Revolviendo el aguardiente con el cazo, conjuramos, azuladas, a las lumbres del infierno, vivas, relampagueantes llamaradas.
Son las lenguas que nos lamen y nos hablan en silencio, y al conjuro, por la boca y por el culo sueltan, fétidos, dos pedos y un eructo.
Por la virgen malcasada con un viejo, por las viudas enlutadas; por las monjas de clausura siempre malenamoradas y las putas;
por los vientres de solteras que no saben qué es el parto, que se secan sin dar fruto, putrefactos, por los virgos corrompidos de las viejas;
por los perros malaspulgas que barruntan y pregonan cuando aúllan nuestra muerte, falsa cosa, y hombreslobo que le ladran a la luna;
por los búhos y lechuzas, por los sapos y culebras, por las brujas malasbabas y beodas, por las meigas que no existen, y hay algunas,
por los cuernos del cabrón, por las barbas y el hedor del gran chivo, que espantamos con el ajo y el crucifijo de plata, ¡vive Cristo!
¡Dios no quiera que esta noche ronde la Santa Compaña en redor de las brasas y las ascuas de esta hoguera y de su vivo resplandor!
¡Que ardan en el aguardiente el pasado para siempre y el futuro! ¡Que el orujo traiga olvido de las cuitas y las pestes de este mundo!
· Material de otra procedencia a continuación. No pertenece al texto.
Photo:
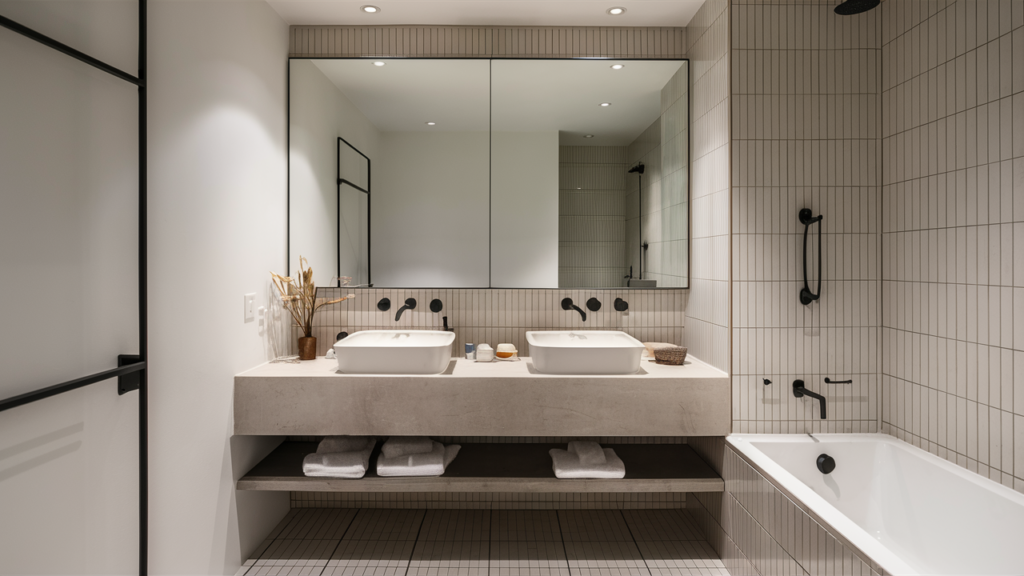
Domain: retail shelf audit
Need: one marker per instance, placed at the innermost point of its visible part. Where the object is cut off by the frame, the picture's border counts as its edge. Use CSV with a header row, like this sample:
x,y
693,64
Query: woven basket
x,y
674,356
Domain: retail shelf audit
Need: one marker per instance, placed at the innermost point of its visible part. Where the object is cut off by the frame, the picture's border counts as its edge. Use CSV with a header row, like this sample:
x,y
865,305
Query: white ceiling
x,y
527,95
487,12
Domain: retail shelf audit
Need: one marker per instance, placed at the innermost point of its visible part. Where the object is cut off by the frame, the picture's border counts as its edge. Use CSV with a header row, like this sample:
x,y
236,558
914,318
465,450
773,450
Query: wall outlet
x,y
250,306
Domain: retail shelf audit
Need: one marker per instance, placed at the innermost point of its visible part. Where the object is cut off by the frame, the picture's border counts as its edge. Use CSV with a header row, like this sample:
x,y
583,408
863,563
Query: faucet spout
x,y
567,304
800,392
410,304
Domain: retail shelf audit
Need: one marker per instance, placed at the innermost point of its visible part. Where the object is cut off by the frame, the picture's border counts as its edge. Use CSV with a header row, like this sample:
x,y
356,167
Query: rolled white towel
x,y
398,446
590,453
566,465
334,444
431,463
352,464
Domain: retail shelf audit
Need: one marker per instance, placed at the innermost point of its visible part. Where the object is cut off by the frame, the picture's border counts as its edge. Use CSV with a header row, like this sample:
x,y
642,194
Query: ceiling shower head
x,y
850,7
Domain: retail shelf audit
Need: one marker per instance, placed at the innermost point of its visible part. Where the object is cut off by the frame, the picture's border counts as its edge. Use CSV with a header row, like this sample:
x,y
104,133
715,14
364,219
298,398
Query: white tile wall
x,y
591,216
805,127
707,332
953,231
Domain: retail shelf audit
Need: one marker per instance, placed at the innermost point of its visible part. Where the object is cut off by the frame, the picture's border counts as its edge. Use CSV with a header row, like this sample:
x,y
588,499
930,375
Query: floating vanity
x,y
499,399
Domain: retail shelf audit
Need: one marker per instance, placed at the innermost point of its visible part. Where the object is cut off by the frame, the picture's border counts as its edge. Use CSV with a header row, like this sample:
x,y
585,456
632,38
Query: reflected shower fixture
x,y
806,296
851,7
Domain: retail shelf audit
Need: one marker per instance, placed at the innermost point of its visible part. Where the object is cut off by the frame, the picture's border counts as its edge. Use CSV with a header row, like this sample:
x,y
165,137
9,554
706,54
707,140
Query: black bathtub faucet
x,y
800,392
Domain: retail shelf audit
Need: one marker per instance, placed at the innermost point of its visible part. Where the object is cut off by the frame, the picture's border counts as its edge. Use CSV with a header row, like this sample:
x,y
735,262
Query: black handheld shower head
x,y
851,7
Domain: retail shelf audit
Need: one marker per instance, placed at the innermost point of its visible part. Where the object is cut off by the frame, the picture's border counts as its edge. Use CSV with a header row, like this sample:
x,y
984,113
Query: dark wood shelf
x,y
498,467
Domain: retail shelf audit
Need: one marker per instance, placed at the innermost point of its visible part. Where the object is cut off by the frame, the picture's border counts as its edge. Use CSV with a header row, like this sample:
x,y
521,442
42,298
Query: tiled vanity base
x,y
356,542
499,467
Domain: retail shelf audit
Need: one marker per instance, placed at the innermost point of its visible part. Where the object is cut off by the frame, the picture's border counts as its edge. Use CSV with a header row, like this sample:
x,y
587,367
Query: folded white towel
x,y
590,453
397,446
431,463
567,465
334,444
351,464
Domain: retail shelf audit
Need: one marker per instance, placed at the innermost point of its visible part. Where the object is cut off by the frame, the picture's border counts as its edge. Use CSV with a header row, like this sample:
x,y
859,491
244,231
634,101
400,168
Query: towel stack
x,y
340,456
415,456
587,459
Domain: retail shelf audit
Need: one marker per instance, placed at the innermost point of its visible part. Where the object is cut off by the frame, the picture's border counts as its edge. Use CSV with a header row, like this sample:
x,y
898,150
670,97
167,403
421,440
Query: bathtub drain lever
x,y
800,392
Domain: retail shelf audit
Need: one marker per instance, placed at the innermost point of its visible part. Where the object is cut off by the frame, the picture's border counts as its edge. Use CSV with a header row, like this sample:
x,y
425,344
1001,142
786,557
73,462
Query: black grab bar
x,y
806,296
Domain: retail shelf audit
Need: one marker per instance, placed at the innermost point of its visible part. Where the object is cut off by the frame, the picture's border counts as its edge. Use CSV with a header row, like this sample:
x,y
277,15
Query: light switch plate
x,y
250,306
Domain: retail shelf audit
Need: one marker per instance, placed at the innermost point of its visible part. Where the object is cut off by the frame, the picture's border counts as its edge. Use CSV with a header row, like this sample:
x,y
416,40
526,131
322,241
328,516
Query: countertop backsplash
x,y
500,316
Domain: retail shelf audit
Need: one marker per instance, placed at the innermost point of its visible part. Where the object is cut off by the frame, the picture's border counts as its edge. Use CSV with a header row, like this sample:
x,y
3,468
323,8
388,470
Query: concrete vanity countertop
x,y
476,399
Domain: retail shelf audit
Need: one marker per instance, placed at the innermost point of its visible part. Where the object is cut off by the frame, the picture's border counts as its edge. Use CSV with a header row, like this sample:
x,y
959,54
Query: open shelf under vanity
x,y
498,467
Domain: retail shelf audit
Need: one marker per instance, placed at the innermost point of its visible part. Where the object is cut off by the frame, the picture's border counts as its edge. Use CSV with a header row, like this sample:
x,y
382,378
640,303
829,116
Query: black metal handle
x,y
800,392
806,218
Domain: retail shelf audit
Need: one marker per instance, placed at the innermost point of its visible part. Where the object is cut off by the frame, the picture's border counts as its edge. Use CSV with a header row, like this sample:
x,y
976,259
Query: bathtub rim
x,y
869,549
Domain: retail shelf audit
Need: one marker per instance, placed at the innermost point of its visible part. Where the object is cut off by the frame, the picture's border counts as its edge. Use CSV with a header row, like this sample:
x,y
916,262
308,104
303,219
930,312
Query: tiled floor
x,y
409,542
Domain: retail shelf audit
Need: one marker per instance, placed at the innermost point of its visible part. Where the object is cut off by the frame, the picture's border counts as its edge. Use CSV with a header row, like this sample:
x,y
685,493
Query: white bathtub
x,y
908,510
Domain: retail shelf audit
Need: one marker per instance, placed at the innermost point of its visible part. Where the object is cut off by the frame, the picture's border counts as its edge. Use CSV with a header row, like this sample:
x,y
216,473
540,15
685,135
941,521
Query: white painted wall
x,y
321,113
524,209
68,177
430,210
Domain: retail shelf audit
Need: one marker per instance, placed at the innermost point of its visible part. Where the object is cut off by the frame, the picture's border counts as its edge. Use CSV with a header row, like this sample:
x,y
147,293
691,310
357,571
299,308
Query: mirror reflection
x,y
475,173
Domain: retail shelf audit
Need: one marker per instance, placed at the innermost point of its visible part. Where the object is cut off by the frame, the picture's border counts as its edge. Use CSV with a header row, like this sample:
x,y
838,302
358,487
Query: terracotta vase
x,y
307,347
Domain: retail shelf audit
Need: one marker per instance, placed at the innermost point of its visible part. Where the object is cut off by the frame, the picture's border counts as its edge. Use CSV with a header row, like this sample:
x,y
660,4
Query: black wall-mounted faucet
x,y
410,304
567,304
800,392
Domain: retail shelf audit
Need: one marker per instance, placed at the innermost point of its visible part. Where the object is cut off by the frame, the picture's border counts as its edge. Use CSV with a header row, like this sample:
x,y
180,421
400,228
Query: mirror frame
x,y
288,146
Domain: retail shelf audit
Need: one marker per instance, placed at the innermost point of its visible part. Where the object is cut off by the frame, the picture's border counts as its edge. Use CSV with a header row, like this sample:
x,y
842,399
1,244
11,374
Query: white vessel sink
x,y
394,352
585,352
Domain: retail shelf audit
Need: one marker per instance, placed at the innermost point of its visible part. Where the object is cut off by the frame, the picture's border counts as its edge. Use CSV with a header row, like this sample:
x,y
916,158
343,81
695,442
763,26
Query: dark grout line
x,y
340,540
635,543
417,540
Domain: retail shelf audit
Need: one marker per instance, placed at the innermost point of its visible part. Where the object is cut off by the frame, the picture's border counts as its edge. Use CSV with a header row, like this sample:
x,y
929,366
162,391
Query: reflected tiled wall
x,y
805,127
708,311
953,232
591,215
500,316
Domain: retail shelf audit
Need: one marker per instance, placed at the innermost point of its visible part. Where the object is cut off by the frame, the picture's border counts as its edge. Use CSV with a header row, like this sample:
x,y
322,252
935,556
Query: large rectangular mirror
x,y
476,173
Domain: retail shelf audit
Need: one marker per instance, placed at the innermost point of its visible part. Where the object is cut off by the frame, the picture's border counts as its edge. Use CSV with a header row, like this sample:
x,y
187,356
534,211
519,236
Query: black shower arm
x,y
806,296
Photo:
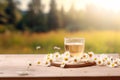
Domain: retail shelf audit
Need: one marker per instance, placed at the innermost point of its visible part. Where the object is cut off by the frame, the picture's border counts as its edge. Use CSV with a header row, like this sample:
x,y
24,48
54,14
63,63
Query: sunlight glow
x,y
113,5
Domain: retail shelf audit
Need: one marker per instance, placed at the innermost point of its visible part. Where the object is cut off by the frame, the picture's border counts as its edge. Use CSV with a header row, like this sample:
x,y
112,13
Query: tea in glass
x,y
74,45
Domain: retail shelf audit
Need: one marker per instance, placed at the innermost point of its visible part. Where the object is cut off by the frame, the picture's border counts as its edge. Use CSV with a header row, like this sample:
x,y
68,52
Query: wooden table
x,y
11,64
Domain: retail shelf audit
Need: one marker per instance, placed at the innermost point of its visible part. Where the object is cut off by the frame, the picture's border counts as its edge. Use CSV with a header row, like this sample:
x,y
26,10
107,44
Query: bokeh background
x,y
25,24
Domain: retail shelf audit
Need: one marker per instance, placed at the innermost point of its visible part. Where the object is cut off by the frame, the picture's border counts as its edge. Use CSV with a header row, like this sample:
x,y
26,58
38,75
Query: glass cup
x,y
74,45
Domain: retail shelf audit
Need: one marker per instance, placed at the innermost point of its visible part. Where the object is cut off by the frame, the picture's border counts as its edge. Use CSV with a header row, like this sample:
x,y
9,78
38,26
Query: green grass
x,y
96,41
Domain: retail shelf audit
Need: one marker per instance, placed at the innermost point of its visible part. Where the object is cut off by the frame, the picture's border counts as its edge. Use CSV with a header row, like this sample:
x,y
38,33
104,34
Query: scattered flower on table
x,y
65,58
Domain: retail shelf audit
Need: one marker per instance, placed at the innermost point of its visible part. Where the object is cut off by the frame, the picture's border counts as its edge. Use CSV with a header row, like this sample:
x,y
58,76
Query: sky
x,y
113,5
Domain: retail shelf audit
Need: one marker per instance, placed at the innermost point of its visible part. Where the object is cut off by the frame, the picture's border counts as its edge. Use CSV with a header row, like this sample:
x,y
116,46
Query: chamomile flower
x,y
95,58
66,59
99,62
49,56
85,56
62,65
48,63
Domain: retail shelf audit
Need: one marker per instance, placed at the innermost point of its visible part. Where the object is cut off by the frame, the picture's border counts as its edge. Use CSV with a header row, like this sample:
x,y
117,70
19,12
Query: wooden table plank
x,y
11,64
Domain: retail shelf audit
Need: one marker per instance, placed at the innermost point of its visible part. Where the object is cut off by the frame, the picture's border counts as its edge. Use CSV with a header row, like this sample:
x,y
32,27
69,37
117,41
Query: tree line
x,y
36,20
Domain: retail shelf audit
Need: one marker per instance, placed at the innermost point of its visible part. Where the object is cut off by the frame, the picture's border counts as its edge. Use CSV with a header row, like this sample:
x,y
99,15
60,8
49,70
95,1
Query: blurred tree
x,y
2,13
10,11
34,19
53,17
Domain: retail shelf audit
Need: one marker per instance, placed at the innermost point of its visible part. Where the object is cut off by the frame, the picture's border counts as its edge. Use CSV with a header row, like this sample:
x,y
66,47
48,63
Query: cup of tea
x,y
74,45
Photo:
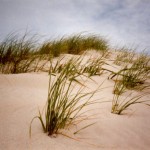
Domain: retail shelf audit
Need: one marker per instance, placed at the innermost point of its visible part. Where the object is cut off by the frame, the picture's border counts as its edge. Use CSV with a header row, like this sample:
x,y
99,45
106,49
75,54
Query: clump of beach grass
x,y
63,107
135,75
75,44
125,56
94,66
120,103
18,54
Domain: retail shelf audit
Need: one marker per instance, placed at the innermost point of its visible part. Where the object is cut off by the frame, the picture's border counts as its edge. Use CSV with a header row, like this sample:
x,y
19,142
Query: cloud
x,y
124,22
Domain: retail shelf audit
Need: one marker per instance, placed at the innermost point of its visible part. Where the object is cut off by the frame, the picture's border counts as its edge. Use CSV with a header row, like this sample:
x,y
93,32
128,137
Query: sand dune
x,y
22,94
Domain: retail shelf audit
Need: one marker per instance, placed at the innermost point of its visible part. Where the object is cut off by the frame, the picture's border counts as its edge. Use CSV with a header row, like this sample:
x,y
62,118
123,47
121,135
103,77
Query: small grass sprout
x,y
120,104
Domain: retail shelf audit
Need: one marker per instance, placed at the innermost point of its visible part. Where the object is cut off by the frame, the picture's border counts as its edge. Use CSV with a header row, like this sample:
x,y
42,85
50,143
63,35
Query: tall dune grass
x,y
63,107
75,44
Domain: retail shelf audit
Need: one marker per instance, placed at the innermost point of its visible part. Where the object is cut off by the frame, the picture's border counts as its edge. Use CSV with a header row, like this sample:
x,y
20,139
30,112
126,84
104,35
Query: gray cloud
x,y
125,22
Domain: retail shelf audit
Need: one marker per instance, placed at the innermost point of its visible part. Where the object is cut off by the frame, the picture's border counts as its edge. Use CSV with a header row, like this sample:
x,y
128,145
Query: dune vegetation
x,y
24,54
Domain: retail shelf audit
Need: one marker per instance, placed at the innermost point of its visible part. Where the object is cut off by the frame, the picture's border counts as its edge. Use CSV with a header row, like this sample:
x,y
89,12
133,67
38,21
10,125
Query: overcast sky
x,y
123,22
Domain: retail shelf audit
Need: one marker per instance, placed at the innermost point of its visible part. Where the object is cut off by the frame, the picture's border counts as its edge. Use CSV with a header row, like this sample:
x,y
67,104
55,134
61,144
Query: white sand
x,y
22,94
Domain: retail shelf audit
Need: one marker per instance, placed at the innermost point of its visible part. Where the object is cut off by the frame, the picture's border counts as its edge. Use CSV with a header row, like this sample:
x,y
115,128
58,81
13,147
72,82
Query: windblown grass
x,y
120,104
125,56
18,55
136,74
63,107
74,45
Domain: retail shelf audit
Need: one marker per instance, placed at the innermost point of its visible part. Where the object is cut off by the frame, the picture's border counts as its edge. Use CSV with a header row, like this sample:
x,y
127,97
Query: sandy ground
x,y
22,94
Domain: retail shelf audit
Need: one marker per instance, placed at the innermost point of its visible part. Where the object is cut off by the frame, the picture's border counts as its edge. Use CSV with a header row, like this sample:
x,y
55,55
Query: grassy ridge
x,y
20,54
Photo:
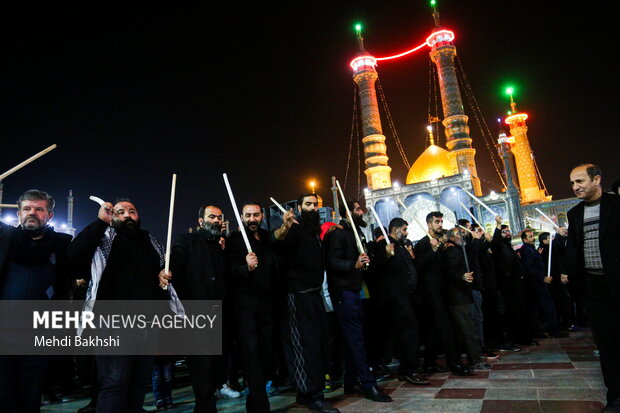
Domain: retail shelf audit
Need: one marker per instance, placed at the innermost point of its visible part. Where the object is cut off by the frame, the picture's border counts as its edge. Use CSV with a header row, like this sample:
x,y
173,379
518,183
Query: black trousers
x,y
206,375
254,322
465,330
402,314
604,317
438,328
304,343
348,308
21,383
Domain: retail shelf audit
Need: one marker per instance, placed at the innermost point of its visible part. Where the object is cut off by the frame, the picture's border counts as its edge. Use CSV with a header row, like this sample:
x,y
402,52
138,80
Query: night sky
x,y
133,93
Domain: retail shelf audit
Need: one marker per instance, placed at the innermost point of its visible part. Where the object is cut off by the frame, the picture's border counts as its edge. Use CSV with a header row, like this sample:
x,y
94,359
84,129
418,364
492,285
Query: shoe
x,y
89,408
227,393
322,406
375,394
459,370
271,389
413,378
435,368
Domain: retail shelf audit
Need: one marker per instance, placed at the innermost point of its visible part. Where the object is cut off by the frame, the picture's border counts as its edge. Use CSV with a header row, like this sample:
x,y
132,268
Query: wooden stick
x,y
276,203
374,213
358,241
556,226
417,221
472,216
472,196
237,215
27,161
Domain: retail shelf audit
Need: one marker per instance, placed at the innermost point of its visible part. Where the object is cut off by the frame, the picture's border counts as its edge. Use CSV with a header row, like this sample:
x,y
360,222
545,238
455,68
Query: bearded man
x,y
33,266
252,277
131,260
345,264
304,339
198,270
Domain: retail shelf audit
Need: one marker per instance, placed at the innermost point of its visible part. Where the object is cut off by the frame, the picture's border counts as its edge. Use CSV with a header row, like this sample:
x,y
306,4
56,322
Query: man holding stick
x,y
593,263
252,277
33,266
198,269
344,275
304,326
131,260
438,326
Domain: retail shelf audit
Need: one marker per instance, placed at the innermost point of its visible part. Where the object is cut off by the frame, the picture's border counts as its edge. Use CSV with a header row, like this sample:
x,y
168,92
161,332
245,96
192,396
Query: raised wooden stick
x,y
237,215
27,161
358,241
276,203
Pues cuando este brebaje baje por nuestras gargantas y el gaznate, nos librará de la magia negra y de sus brujeriles malas artes.
¡Que se vayan los fantasmas, ánimas del purgatorio, muertos vivos! Y al tomar el bebedizo, ¡que se alejen males de ojo, maleficios,
que se vayan al infierno blanco y negro, Dios y el Diablo, bueno y malo! ¡Que nos dejen, por lo tanto, libres del encantamiento y el engaño,
en tan buena compañía como estamos, retozar hasta el alba, al amor del fuego, en paz, esta noche, nochecita de San Juan!